Et surtout, le suffrage universel demeure l’arbitre ultime.

Nous ne sommes donc pas dans un Thermidor accompli.

Tout au plus peut-on parler d’un moment thermidorien, cette période particulière où une révolution citoyenne doit affronter ce qu’elle devient lorsqu’elle cesse d’être seulement contestation pour devenir pouvoir.

C’est peut-être même la question politique centrale des prochaines années.

Mars 2024 aura-t-il constitué simplement le remplacement d’une élite par une autre ?

Ou aura-t-il véritablement inauguré un nouveau cycle politique ?

Rester du côté de la question

C’est probablement ici que resurgit mon vieux « trotskysme culturel ».

Non comme nostalgie de ma jeunesse militante.

Encore moins comme fidélité à quelque orthodoxie que ce soit.

Mais comme une méthode.

Celle qui consiste à ne jamais confondre fidélité à une espérance et fidélité à ceux qui prétendent l’incarner. À ne jamais considérer que la critique devient illégitime parce que ceux qui gouvernent furent hier persécutés. À ne jamais abandonner son indépendance intellectuelle à la raison d’État.

Et surtout à regarder derrière les hommes les mouvements plus profonds qui les dépassent.

Trotsky nous invite à regarder ce que le pouvoir fait à la révolution et Weber, ce que la bureaucratie fait à la volonté politique.

Bourdieu, ce que les structures établies font aux nouveaux entrants qui pensent pouvoir simplement les transformer.

Et Arendt nous rappelle que l’essentiel d’une révolution réside peut-être dans sa capacité à préserver la possibilité d’un nouveau commencement.

Ces interrogations convergent finalement vers une seule.

La question n’est donc pas de savoir si l’on est avec Diomaye ou avec Sonko.

Elle est de savoir ce qu’est en train de devenir mars 2024.
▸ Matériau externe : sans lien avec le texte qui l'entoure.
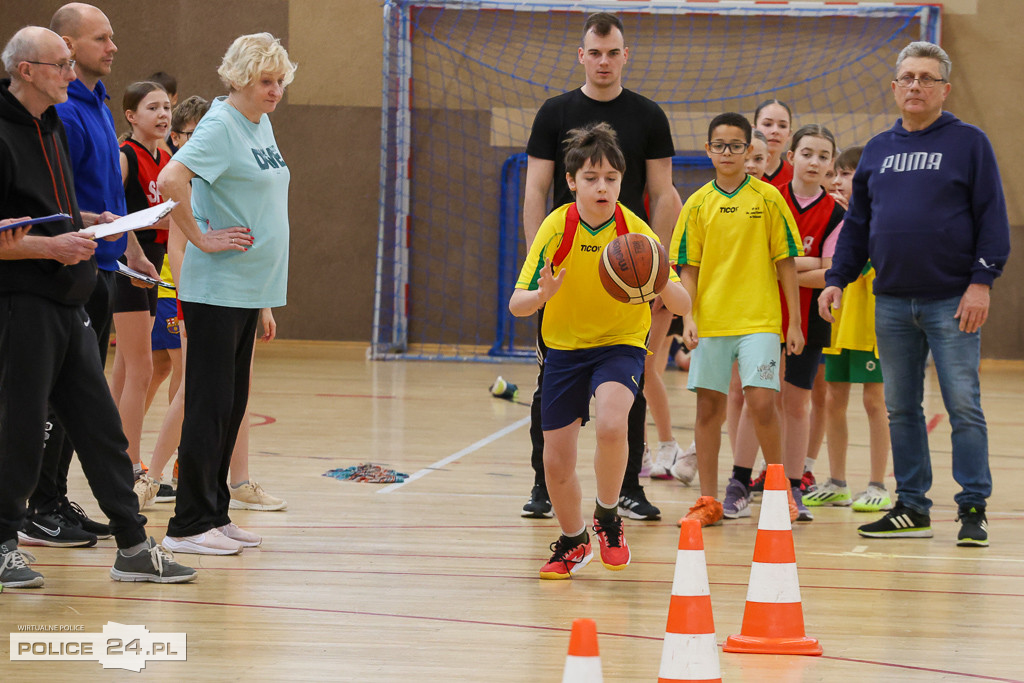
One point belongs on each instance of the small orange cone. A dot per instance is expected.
(773, 621)
(584, 663)
(690, 651)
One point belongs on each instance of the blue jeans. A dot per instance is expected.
(906, 329)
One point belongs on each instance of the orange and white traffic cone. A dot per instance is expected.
(583, 665)
(690, 651)
(773, 620)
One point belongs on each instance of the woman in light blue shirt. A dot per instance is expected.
(231, 184)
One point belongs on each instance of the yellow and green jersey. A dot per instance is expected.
(735, 239)
(582, 314)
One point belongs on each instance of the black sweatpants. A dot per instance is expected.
(48, 356)
(635, 424)
(220, 346)
(52, 486)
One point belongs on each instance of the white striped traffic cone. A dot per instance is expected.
(690, 651)
(773, 620)
(583, 665)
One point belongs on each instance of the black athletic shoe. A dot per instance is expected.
(74, 513)
(974, 527)
(900, 522)
(51, 528)
(539, 506)
(166, 494)
(633, 503)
Une révolution citoyenne peut-elle s’institutionnaliser sans perdre la dynamique qui l’a portée ?

Peut-elle accepter les contraintes de l’État sans devenir prisonnière de la raison d’État ?

Peut-elle produire la stabilité sans la transformer en conservatisme ?
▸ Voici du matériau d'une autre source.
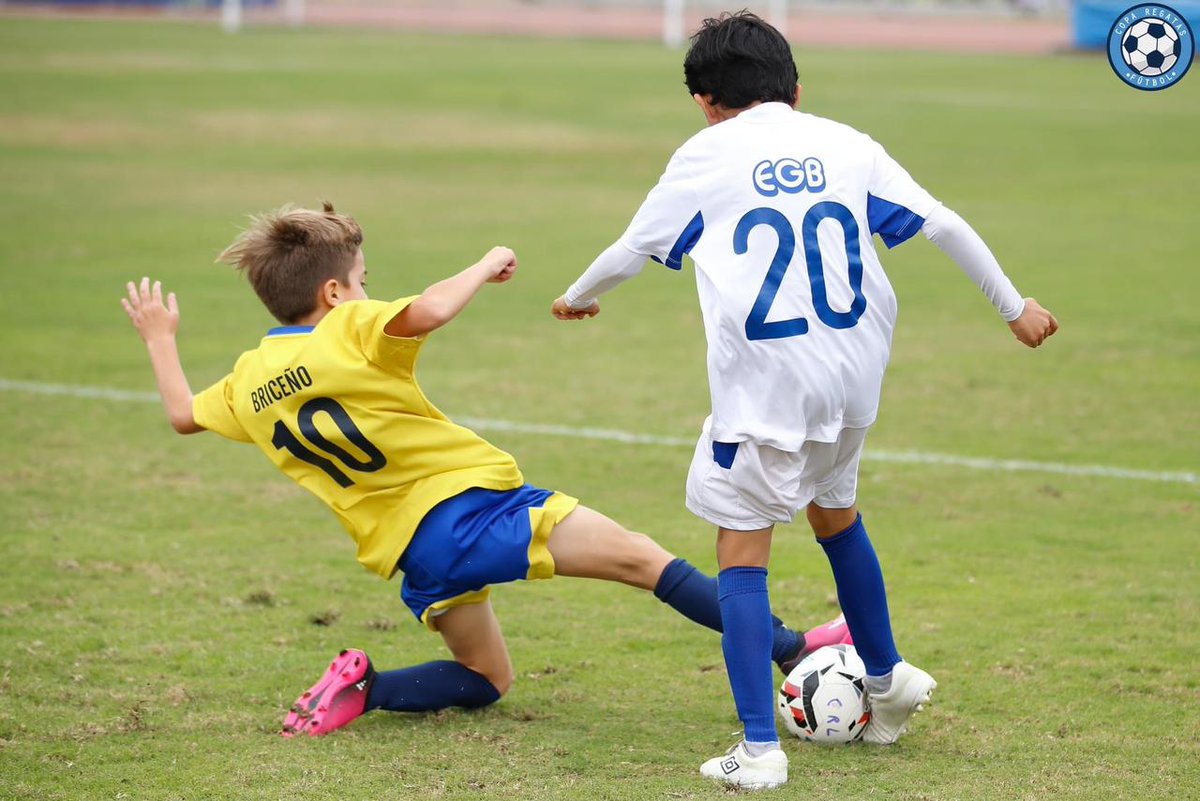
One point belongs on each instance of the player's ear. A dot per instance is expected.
(330, 293)
(706, 104)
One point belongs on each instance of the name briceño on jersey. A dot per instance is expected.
(281, 386)
(789, 175)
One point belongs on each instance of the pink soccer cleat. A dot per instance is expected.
(835, 632)
(340, 697)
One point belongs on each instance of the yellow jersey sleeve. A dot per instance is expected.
(213, 409)
(393, 354)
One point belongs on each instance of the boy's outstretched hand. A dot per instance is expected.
(1035, 324)
(147, 311)
(502, 263)
(563, 312)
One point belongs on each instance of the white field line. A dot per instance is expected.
(628, 438)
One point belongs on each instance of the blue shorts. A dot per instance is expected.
(477, 538)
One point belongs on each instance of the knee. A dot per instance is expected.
(503, 681)
(829, 522)
(499, 675)
(642, 560)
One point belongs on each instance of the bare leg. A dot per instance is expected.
(828, 522)
(473, 636)
(588, 544)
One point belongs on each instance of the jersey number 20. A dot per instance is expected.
(285, 439)
(756, 321)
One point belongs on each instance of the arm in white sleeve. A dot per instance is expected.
(616, 265)
(959, 241)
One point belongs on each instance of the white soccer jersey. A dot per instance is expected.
(777, 209)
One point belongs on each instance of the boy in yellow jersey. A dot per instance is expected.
(331, 397)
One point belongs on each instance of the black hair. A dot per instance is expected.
(737, 59)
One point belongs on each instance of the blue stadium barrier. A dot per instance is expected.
(1092, 19)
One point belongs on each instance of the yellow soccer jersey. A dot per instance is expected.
(336, 407)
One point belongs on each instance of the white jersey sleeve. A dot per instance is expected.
(669, 222)
(959, 241)
(897, 206)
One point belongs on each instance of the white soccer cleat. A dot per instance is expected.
(911, 690)
(739, 769)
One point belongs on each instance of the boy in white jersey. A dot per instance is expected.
(777, 210)
(331, 398)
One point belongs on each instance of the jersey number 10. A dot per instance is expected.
(285, 439)
(756, 325)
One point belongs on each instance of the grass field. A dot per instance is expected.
(159, 594)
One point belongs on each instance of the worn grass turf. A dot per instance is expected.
(162, 598)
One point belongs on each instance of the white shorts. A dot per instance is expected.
(745, 486)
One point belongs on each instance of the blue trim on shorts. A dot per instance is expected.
(467, 542)
(724, 453)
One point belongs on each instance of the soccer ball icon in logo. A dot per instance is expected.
(823, 698)
(1151, 48)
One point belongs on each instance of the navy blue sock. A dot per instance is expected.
(683, 588)
(863, 596)
(745, 615)
(429, 687)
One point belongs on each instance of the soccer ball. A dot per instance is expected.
(1151, 48)
(823, 698)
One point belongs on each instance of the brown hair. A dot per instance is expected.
(289, 253)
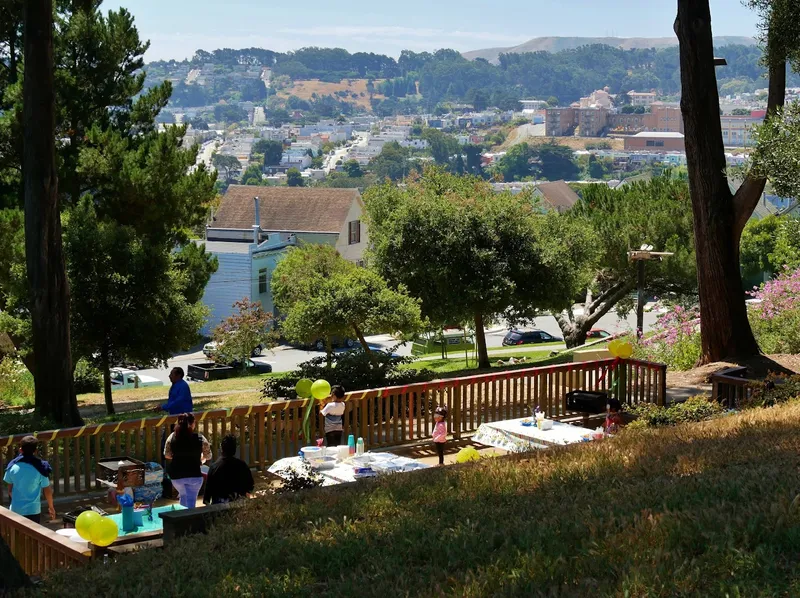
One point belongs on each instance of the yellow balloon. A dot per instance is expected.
(624, 350)
(85, 523)
(467, 454)
(104, 532)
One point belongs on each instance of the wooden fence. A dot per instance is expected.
(383, 417)
(36, 548)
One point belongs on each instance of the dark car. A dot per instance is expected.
(597, 333)
(528, 337)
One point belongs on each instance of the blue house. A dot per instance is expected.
(255, 227)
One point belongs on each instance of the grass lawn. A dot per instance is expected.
(707, 509)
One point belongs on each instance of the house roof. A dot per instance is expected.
(291, 209)
(558, 194)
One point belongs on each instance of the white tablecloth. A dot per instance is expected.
(342, 472)
(512, 436)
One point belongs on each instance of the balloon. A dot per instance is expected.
(467, 454)
(303, 388)
(624, 350)
(85, 523)
(104, 532)
(320, 389)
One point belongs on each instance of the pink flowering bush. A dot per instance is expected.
(775, 318)
(675, 339)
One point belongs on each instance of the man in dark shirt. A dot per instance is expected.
(229, 478)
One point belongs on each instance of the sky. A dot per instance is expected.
(176, 28)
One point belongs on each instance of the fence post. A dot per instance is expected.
(456, 412)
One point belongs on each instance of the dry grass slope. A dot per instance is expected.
(708, 509)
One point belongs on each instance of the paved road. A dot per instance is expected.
(286, 358)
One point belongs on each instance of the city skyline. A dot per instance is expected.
(178, 28)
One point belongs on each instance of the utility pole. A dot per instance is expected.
(641, 256)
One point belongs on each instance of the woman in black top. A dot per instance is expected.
(185, 451)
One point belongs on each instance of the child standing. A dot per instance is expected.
(334, 420)
(440, 432)
(613, 422)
Et surtout : une révolution peut-elle devenir un État sans cesser d’être une révolution ?

Trotsky pensait avoir trouvé dans Thermidor la réponse tragique à cette question pour la révolution russe.

Mais l’histoire sénégalaise n’est pas écrite.
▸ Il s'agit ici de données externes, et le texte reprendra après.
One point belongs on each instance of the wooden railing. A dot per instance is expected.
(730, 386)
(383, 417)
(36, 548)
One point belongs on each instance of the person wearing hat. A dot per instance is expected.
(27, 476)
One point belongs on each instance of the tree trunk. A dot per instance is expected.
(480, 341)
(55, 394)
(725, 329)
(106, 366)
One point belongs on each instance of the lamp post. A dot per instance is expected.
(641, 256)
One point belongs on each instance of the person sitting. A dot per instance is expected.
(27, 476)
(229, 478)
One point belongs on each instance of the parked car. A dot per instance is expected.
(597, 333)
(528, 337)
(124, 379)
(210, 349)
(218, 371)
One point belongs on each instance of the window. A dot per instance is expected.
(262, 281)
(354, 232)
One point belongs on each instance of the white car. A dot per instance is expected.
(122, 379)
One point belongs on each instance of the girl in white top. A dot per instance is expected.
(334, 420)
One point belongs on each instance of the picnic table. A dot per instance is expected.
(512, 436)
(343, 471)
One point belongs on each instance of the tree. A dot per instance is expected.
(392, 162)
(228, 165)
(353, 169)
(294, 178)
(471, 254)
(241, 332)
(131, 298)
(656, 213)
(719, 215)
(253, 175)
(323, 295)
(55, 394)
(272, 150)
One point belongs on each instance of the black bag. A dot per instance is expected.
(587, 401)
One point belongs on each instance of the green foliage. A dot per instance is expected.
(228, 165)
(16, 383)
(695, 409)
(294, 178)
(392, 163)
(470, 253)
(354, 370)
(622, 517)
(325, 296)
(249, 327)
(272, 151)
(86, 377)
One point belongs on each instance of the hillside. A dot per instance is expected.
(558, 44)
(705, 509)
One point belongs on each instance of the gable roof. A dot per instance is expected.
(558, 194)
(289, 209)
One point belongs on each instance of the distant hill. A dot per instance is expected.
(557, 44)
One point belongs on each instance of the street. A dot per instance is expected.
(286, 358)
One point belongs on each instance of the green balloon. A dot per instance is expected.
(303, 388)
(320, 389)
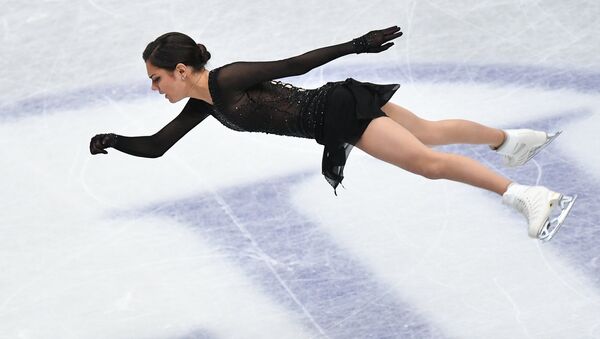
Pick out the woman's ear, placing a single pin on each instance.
(181, 71)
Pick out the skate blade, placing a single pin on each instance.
(535, 151)
(565, 203)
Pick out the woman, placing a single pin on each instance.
(244, 96)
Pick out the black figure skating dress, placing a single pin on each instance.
(246, 97)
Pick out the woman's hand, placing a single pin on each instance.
(376, 41)
(100, 142)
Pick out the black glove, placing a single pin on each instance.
(101, 141)
(373, 42)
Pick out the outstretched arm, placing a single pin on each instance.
(242, 75)
(155, 145)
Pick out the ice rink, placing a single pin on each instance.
(238, 235)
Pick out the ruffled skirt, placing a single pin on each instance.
(350, 106)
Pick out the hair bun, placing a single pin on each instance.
(204, 53)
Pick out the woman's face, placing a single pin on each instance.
(169, 83)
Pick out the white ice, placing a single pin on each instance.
(237, 235)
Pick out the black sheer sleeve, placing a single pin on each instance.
(156, 145)
(239, 76)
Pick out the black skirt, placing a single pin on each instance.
(350, 106)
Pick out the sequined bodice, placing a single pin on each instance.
(270, 107)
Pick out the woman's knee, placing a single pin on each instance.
(431, 166)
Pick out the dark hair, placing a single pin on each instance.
(173, 48)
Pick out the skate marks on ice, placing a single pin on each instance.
(578, 236)
(290, 258)
(502, 75)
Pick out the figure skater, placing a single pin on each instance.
(245, 96)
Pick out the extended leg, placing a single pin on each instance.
(444, 132)
(391, 142)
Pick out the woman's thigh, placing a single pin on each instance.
(387, 140)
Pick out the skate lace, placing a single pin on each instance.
(521, 206)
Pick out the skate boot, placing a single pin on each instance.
(521, 145)
(545, 210)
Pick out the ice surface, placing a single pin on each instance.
(237, 235)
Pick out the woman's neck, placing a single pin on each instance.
(199, 86)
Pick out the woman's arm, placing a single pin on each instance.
(155, 145)
(242, 75)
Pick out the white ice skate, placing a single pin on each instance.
(539, 205)
(523, 144)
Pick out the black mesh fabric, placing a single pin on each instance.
(246, 97)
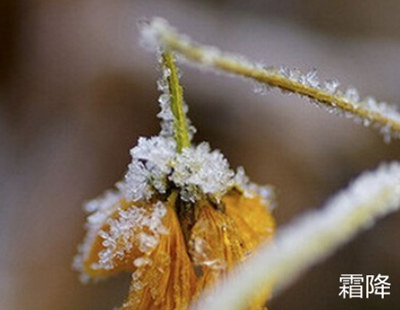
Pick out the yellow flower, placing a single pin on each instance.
(180, 220)
(170, 267)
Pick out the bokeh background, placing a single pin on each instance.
(77, 90)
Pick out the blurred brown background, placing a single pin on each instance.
(76, 91)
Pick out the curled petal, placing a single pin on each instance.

Et c’est précisément pour cette raison qu’il faut continuer à regarder ce qui se passe sans choisir la facilité de l’enthousiasme ou du désenchantement, sans transformer les hommes en héros ou en traîtres, et sans prendre les nécessités proclamées de l’État pour des fatalités historiques.

Thermidor n’est peut-être pas encore arrivé.

Il est précisément ce qui se joue aujourd’hui.

Quelques repères

Léon Trotsky, La Révolution trahie. Qu’est-ce que l’URSS et où va-t-elle ? 1936.

Hannah Arendt, De la révolution, 1963.

Max Weber, Économie et société, notamment ses analyses de la bureaucratie et de la domination légale-rationnelle.

Pierre Bourdieu, notamment ses travaux sur le champ politique et les mécanismes de reproduction.